Limited profiles — Facebook’s privacy settings allow for you to set your profile as “limited” therefore blocking all users, except for the ones that you specifically identify, from viewing your profile. This is intended to give the user the security of knowing that only those who are marked as one who should be granted access will be allowed to see their personal information. Unfortunately though, Facebook has faced criticism as recently as September of 2007 for allowing their users to be searched for by non-members on sites such as Google. These “limited public profiles” were obviously security risks for those who would rather not have their profiles available for any Internet user to search for and see.

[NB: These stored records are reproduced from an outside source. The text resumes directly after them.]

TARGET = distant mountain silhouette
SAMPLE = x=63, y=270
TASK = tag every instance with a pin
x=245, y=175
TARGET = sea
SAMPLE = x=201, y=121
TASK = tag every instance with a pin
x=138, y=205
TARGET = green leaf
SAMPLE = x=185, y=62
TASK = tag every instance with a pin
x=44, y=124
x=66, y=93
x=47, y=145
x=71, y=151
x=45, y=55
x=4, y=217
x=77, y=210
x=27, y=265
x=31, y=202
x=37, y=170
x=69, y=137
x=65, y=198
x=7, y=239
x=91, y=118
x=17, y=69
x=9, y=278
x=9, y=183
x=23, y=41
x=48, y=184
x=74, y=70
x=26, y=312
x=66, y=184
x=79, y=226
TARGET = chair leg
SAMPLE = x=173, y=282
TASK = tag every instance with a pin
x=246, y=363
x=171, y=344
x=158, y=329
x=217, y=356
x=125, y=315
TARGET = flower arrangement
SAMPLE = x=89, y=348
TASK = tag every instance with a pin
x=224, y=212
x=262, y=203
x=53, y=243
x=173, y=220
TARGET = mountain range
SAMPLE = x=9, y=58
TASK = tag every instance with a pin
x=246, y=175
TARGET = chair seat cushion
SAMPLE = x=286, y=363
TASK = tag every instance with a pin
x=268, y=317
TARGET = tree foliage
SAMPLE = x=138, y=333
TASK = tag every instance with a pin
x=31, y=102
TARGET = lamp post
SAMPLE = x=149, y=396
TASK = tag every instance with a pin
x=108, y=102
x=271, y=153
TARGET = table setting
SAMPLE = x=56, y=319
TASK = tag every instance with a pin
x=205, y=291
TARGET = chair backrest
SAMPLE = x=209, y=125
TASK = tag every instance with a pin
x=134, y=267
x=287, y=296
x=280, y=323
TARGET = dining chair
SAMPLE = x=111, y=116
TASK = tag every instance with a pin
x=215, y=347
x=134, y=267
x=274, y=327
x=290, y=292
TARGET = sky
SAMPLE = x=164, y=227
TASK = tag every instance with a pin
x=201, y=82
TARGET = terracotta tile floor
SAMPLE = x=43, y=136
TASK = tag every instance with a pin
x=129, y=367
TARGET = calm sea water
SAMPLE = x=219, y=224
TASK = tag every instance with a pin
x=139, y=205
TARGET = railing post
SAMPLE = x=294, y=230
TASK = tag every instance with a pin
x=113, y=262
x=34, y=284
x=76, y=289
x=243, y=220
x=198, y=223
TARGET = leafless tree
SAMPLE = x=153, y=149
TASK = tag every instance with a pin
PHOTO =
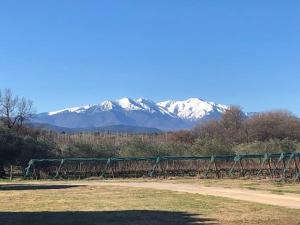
x=14, y=110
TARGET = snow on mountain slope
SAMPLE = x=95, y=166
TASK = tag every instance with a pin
x=167, y=115
x=192, y=108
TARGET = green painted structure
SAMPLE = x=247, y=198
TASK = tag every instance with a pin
x=283, y=166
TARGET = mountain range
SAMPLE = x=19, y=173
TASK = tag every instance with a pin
x=139, y=113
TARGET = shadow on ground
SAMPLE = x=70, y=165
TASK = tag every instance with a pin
x=134, y=217
x=20, y=187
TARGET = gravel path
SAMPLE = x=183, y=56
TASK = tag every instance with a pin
x=264, y=197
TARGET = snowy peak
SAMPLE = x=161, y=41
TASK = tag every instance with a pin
x=192, y=108
x=166, y=115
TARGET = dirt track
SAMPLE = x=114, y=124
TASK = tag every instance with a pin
x=264, y=197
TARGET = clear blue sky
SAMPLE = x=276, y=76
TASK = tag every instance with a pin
x=68, y=53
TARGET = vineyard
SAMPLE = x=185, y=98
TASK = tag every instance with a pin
x=284, y=166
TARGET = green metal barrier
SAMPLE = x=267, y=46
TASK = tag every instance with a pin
x=274, y=165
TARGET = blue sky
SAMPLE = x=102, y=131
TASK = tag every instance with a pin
x=69, y=53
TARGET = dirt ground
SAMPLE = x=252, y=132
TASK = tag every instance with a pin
x=286, y=200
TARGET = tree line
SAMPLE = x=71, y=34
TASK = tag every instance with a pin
x=235, y=133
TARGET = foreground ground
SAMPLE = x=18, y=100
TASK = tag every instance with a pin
x=138, y=203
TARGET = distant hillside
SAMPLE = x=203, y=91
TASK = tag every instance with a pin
x=114, y=128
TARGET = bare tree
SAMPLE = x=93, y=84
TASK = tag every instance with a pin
x=13, y=110
x=24, y=110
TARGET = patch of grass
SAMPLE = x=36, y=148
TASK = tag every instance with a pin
x=110, y=205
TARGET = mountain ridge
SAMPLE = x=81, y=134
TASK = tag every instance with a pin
x=164, y=115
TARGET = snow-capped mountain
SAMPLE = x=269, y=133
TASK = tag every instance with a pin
x=166, y=115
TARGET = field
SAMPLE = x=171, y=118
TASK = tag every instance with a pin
x=106, y=202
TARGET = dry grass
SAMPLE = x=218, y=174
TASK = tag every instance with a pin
x=108, y=205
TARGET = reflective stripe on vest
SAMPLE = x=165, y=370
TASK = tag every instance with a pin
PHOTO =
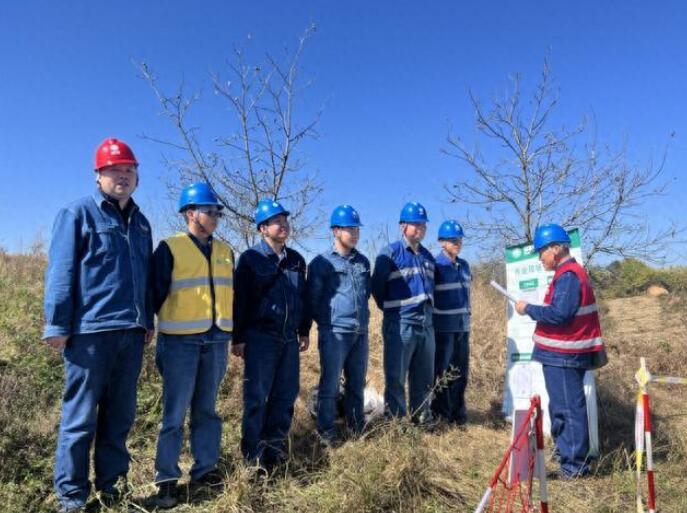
x=582, y=334
x=449, y=286
x=414, y=300
x=404, y=273
x=411, y=282
x=451, y=311
x=595, y=343
x=188, y=306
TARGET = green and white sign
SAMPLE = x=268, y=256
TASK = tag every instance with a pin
x=526, y=279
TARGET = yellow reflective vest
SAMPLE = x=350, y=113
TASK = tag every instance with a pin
x=188, y=307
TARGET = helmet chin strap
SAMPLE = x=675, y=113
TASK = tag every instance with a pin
x=198, y=223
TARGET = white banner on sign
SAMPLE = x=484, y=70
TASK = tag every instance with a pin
x=526, y=279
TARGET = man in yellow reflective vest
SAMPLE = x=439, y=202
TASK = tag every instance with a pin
x=194, y=297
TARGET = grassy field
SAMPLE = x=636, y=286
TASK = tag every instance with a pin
x=394, y=468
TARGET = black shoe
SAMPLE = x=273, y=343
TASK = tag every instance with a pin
x=212, y=479
x=166, y=494
x=562, y=475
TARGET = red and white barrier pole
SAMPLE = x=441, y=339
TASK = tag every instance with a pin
x=539, y=432
x=651, y=500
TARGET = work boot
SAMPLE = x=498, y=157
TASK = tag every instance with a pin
x=211, y=479
x=166, y=495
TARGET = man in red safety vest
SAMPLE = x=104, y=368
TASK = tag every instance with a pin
x=567, y=342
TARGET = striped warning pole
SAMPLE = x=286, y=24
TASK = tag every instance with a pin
x=643, y=431
x=670, y=380
x=539, y=431
x=651, y=501
x=639, y=450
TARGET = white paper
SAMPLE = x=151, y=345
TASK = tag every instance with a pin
x=503, y=291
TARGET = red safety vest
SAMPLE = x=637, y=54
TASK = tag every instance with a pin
x=583, y=333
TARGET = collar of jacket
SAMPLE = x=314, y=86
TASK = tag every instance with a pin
x=267, y=250
x=407, y=246
x=350, y=256
x=443, y=258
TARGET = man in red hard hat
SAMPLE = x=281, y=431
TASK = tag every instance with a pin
x=99, y=314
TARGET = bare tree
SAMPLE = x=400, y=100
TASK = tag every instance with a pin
x=534, y=174
x=259, y=155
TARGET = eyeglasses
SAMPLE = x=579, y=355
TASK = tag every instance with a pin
x=211, y=212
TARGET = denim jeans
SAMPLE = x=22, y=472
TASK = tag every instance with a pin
x=192, y=369
x=568, y=412
x=270, y=389
x=408, y=352
x=347, y=352
x=101, y=373
x=452, y=355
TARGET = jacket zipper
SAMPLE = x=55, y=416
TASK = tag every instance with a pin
x=131, y=264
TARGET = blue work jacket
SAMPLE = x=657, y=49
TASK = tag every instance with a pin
x=270, y=294
x=99, y=264
x=403, y=283
x=339, y=290
x=451, y=294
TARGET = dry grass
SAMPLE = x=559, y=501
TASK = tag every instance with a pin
x=393, y=468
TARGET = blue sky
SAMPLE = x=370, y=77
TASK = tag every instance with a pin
x=392, y=75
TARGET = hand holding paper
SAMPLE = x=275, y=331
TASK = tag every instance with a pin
x=503, y=291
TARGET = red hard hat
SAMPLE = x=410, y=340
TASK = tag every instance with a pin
x=113, y=151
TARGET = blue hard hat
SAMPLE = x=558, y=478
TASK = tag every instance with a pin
x=198, y=194
x=413, y=212
x=267, y=209
x=450, y=230
x=345, y=216
x=548, y=234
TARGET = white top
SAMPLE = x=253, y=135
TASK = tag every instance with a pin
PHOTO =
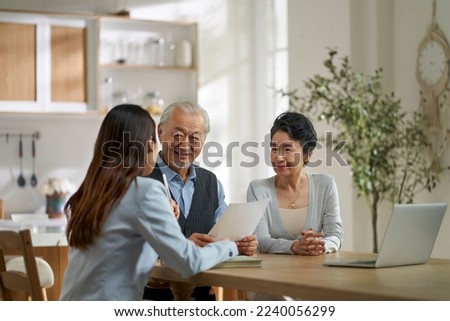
x=323, y=214
x=293, y=220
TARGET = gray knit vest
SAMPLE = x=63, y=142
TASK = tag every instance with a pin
x=205, y=201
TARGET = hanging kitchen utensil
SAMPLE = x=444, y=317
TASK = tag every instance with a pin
x=21, y=180
x=33, y=180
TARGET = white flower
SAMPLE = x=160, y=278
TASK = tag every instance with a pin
x=57, y=185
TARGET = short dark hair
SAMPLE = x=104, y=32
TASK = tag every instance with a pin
x=298, y=127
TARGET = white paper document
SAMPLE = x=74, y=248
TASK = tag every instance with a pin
x=239, y=220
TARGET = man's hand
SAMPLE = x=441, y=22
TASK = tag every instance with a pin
x=248, y=245
x=201, y=239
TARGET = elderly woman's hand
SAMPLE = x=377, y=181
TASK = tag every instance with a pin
x=310, y=243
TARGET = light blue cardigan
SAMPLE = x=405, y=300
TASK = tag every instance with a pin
x=323, y=214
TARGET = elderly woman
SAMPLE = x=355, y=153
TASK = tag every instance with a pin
x=303, y=217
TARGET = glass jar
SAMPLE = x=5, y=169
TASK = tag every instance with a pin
x=154, y=104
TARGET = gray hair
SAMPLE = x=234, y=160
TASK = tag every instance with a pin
x=188, y=108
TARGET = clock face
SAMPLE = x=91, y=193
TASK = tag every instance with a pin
x=432, y=62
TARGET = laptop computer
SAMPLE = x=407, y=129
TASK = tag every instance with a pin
x=409, y=237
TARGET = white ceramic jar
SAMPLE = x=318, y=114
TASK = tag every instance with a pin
x=184, y=54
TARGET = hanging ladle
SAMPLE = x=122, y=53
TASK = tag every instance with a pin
x=33, y=180
x=21, y=180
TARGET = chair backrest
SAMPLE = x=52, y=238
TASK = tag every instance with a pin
x=19, y=243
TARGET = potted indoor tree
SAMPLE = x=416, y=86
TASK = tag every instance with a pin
x=385, y=147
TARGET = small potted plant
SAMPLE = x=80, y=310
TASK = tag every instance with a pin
x=56, y=191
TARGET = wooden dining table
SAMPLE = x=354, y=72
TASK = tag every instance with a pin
x=308, y=278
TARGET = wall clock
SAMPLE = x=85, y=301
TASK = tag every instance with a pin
x=432, y=72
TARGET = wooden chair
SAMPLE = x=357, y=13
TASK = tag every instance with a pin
x=19, y=273
x=2, y=210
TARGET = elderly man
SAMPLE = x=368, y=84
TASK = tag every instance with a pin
x=182, y=132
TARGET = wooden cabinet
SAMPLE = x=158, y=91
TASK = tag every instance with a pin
x=68, y=64
x=45, y=62
x=87, y=63
x=18, y=61
x=139, y=57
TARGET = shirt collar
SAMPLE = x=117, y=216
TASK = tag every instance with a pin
x=170, y=173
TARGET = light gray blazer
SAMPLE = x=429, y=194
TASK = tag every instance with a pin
x=323, y=214
x=141, y=228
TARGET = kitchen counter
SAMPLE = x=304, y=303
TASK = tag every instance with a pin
x=48, y=233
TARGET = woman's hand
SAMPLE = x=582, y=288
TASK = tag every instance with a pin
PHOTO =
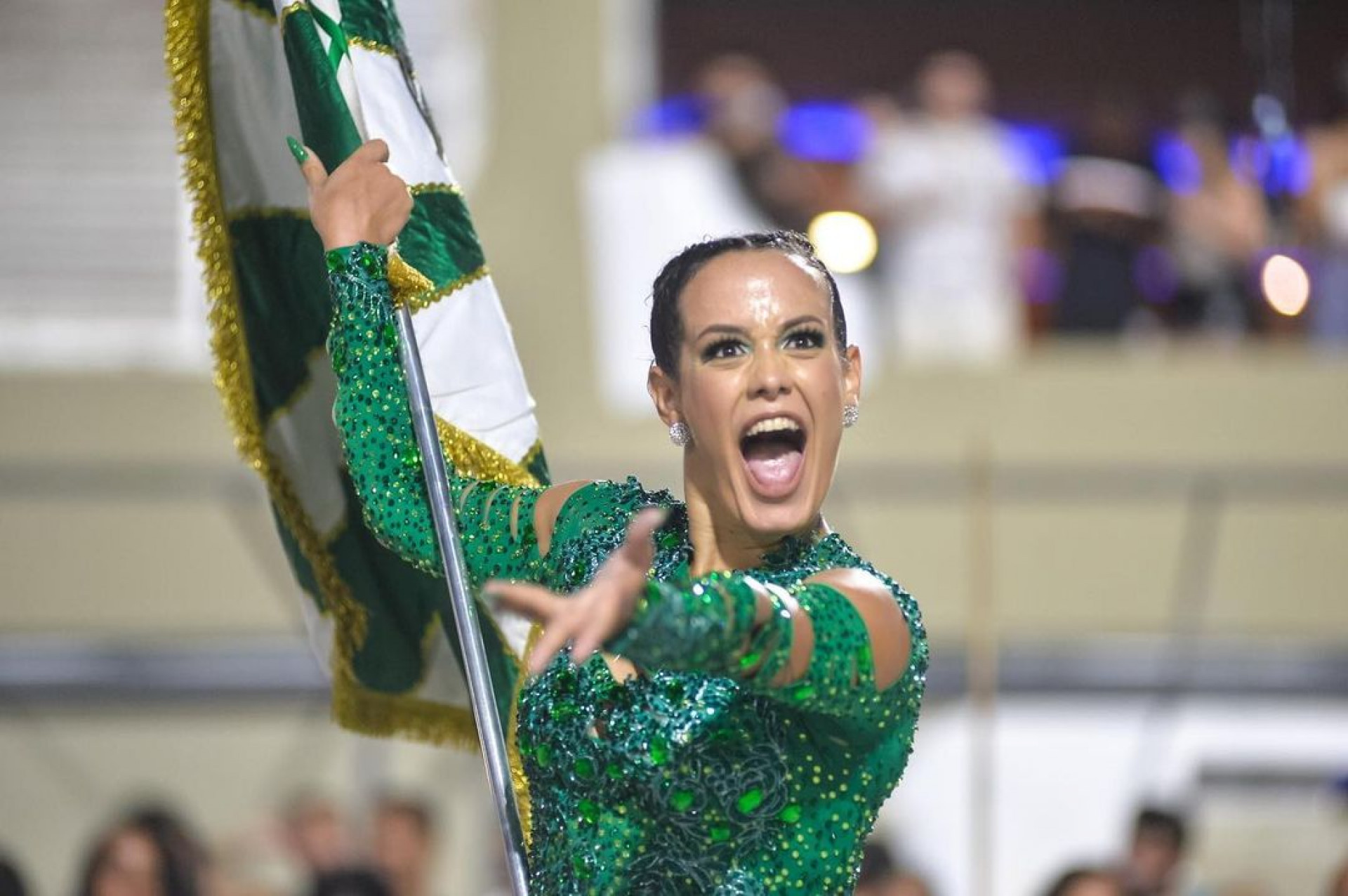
x=597, y=612
x=360, y=201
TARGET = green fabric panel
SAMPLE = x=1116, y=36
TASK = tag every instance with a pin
x=374, y=20
x=262, y=7
x=284, y=302
x=538, y=468
x=324, y=119
x=401, y=602
x=440, y=240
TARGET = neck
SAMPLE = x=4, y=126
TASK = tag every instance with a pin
x=720, y=545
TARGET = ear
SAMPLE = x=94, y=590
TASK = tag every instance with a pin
x=852, y=376
x=663, y=393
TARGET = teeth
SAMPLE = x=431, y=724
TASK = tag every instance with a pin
x=773, y=425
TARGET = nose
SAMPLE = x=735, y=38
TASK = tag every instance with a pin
x=769, y=378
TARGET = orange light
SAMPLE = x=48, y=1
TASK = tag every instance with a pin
x=844, y=240
x=1286, y=284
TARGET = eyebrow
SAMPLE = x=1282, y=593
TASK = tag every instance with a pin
x=738, y=331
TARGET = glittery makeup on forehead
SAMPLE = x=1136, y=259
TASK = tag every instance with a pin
x=767, y=298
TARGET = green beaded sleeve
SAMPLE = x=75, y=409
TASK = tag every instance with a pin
x=712, y=626
x=372, y=414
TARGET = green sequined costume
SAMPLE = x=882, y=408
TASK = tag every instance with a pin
x=700, y=775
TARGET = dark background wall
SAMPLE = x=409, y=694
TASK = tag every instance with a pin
x=1048, y=57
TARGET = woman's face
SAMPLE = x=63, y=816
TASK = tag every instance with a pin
x=762, y=386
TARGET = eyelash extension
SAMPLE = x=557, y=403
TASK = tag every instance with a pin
x=814, y=336
x=712, y=352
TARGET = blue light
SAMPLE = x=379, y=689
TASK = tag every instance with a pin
x=1037, y=151
x=1281, y=165
x=674, y=116
x=1177, y=164
x=826, y=133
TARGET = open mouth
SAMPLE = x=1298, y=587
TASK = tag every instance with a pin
x=774, y=454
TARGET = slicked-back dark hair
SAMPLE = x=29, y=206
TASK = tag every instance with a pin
x=666, y=319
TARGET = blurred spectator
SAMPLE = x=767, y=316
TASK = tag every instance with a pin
x=1217, y=225
x=351, y=881
x=149, y=852
x=1156, y=853
x=316, y=834
x=404, y=844
x=1085, y=881
x=743, y=108
x=1106, y=208
x=11, y=881
x=880, y=878
x=945, y=189
x=1324, y=218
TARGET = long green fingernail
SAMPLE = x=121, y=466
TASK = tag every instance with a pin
x=297, y=149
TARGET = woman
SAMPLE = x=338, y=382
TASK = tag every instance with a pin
x=741, y=690
x=147, y=852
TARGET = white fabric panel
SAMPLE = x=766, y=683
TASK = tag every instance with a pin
x=472, y=371
x=251, y=115
x=320, y=630
x=391, y=115
x=305, y=445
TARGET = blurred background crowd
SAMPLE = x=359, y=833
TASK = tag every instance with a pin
x=1096, y=256
x=312, y=848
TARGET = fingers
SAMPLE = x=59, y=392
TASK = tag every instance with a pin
x=549, y=645
x=372, y=151
x=310, y=166
x=529, y=600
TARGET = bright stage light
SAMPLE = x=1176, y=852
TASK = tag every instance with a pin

Data mining — Facebook has faced some serious criticism in the past because of the inclusion of data mining that was stated in their privacy statement. Data mining is basically the process of searching for information about an account holder through other Internet means and then using that found information to add to what the customer had voluntarily posted on their site. Basically, the privacy statement allowed for the inclusion of information on an individual’s Facebook account that could be found on other sites. Obviously, this did not go over well with Facebook users who would rather have complete control over the information that was posted in the site and Facebook has since eliminated this clause from their privacy statement and has ceased the practice of supplementing accounts with other found information. Facebook has also faced criticism about their sharing of information with third parties which has yet to be addressed or changed.
Configuration problems — Facebook has also received some poor marks when it comes to security as a configuration problem (as they call it) in August of 2007 allowed for their PHP code to be displayed in their main page, making the information of thousands of users available to a number of unidentified parties. Obviously such an error raised concerns about just how secure doing anything on the Facebook website actually is.
Guarding personal information — Because you can never be 100% sure of what personal information is shared or distributed on a site like Facebook, it is best to exercise extreme caution when submitting or posting any information at all. In fact, if you are really concerned about Facebook’s privacy settings it would be best to never post information that could identify you in any way. Even posting your name could be dangerous. Also keep in mind that clues about your identity can easily be found in messages that you send. For example, stating that you will be going to a certain school’s dance could give away the school that you go to, the city that you live in and even your age.